If you’re adding a new welcome station, take time in one of your services to explain why you’re doing it.  Remind your members when their guests come, you will be ready.  This kind of public preparation is a great way to create an inviting culture.

Keep Your Easter Message Simple

Writing an Easter sermon can feel like a lot of pressure. You’re expecting a peak in attendance and you want everyone there to hear the best message possible. There’s a pressure to make the message “fresh” or approach the Easter story from a new, creative angle.

However you choose to approach it, we encourage you to stick to one angle and keep the sermon simple. 

As you study and pray for what God wants to say to His church on Easter, choose one angle and settle there. Focus on one part of the story and you’ll be able to deliver a clear depiction of the real meaning behind Easter Sunday. 

The Easter sermon is important, but so is clarity and the ability to go into Easter week without added stress. After all, preaching the simple truth of the resurrection—the single most important event in human history—is more than enough.

Finish preparing your Easter message early so that you have time to personally reflect on the resurrection and even get feedback. Send your outline or notes to a few people on your church staff or from your congregation. Do the stories and illustrations connect? Does the message encourage outsiders as well as insiders? Do they hear a message of hope? Ask men and women, young and old.

Here are more tips on preparing your Easter sermon.

Have a Kick-off

Newness makes any day feel more exciting. On a day as special as Easter, there’s an opportunity to introduce something new to your congregation and insert even more excitement.

The possibilities are endless, and it doesn’t have to be a huge announcement. But Easter is your chance to kick off something while attendance is high. Kick-off a new sermon series that makes people want to come back next week for the start of it. Launch new small groups that people have expressed interest in and tell them how to sign up that day.

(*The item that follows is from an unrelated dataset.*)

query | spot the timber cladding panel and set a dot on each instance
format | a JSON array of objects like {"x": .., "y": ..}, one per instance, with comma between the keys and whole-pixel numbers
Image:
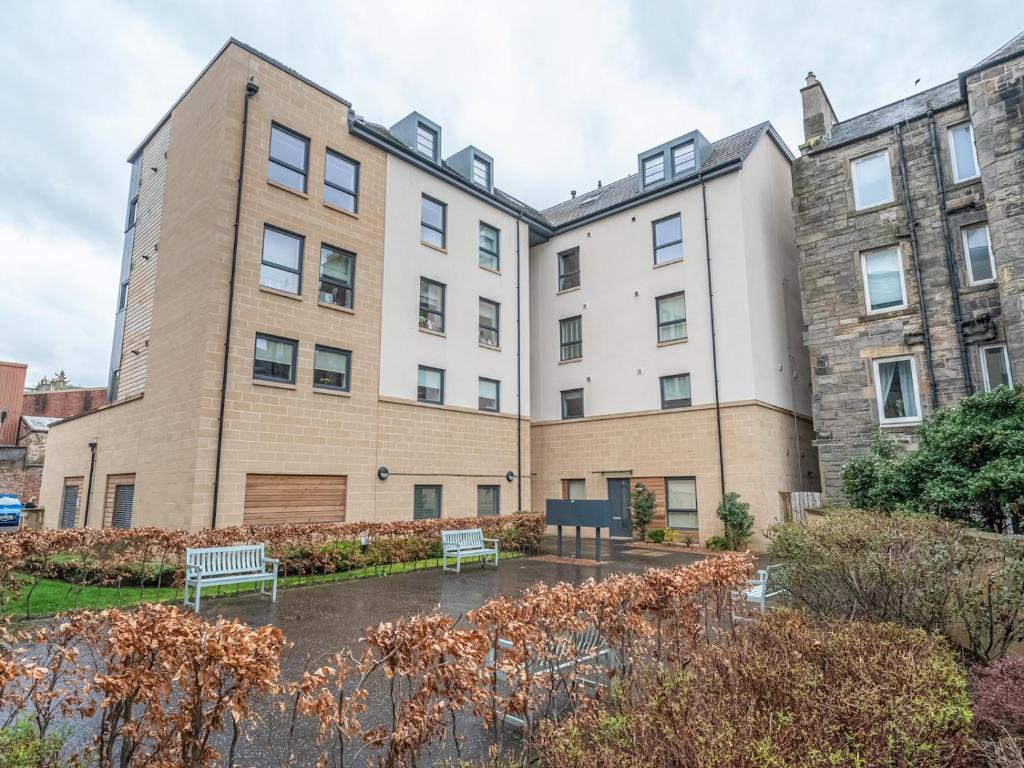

You can share a new next step, resource, or report. Maybe, for example, your team has been working on a booklet about prayer and it’s ready and available in the lobby on Easter Sunday. Or your children’s ministry has only been open for two Sundays per month and you’re adding a third Sunday. For anything exciting that has been in the works and is ready to launch, Easter Sunday is a prime time to do it!

Define Your Goals

We can say that we want this year to be the best Easter ever, but without goals, how can we determine that? Define what “best Easter ever” means for your church. What are you praying for? What are you hoping to see happen? What are your goals?

Goals can be attendance-based (last year vs. this year), but they don’t all have to be. Identify your objectives for Easter and then decide which metrics to track and which goals to work toward.

Some of your goals will largely depend on what’s happening in your church on Easter. For example, if you’re launching new small groups, one of your goals might be to have 100 people sign up that day.

Recognize Easter as the special and exciting day that it is, but take the pressure off and set your and your team’s focus on Jesus. Decide to try the ideas that are the best fit for your church’s congregation and resources and choose someone on your team to own the execution. Everything we do on Easter Sunday is a step toward the goal of helping people connect with Jesus and His church. Do what you can to make Easter Sunday extraordinary, and trust God with the rest.